My life and my lifestyle are very, very different from what they were four years ago. In every way imaginable. Everything, from a (supposedly) secure financial situation, to a well planned and much anticipated rosy trip down the garden path to our golden years...all changed in an instant.
I can see clearly many blessings that have come along the way as time has passed. It's just that it is not what I thought my life was going to look like. (Don't get me wrong, I don't miss him anymore. No, not at all. I know I am far better off now, in every way. It's the concept of having a partner that I miss.) I miss the part of being...half of a pair. A two-some. I am far more comfortable as someone's better half than being a whole me, flying solo. It's just how I was made, I think.
I know a large portion of you are married folk. Half of a couple. Hopefully half of a very happy couple.
Would you like to know what daily minute I really miss most about being married? What I miss about not being part of a couple? It's waking up in the morning and rolling over to see the other side of the bed.
Where a perfectly content, happy (or so I thought) sleeping man used to be is now an assorted pile of white pillows in shams, (usually with my laptop balanced precariously on top) kind of lined up down the bed to roughly resemble the shape and feeling of something...of someone being there. Someone to smile a sleepy smile at, to snuggle deep in the covers with for just five more minutes, to whisper good morning, and I love you to.

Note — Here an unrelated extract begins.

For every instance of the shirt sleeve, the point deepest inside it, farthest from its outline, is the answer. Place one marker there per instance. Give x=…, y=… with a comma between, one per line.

I go along fine for stretches of time, busy with life, and I don't think about it much. I don't let myself think about it. I try to jump out if bed the minute my eyes open. I attempt to keep focused on the tasks at hand..earning a living in my newest hodge-podgy sort of way, keeping up with housework, and daily life stuff. I feel proud of myself. I am fine, I think. I am tough. Then, out of the blue, that giant-lump-of-lonely feeling reappears.
Always in the morning.
And I lie there, and try to retrace my steps backwards...slowly...to exactly how...I got here...from there. Only I don't really know how. It simply is so. And I sometimes worry that this little piece of early morning emptiness in my soul will be with me always.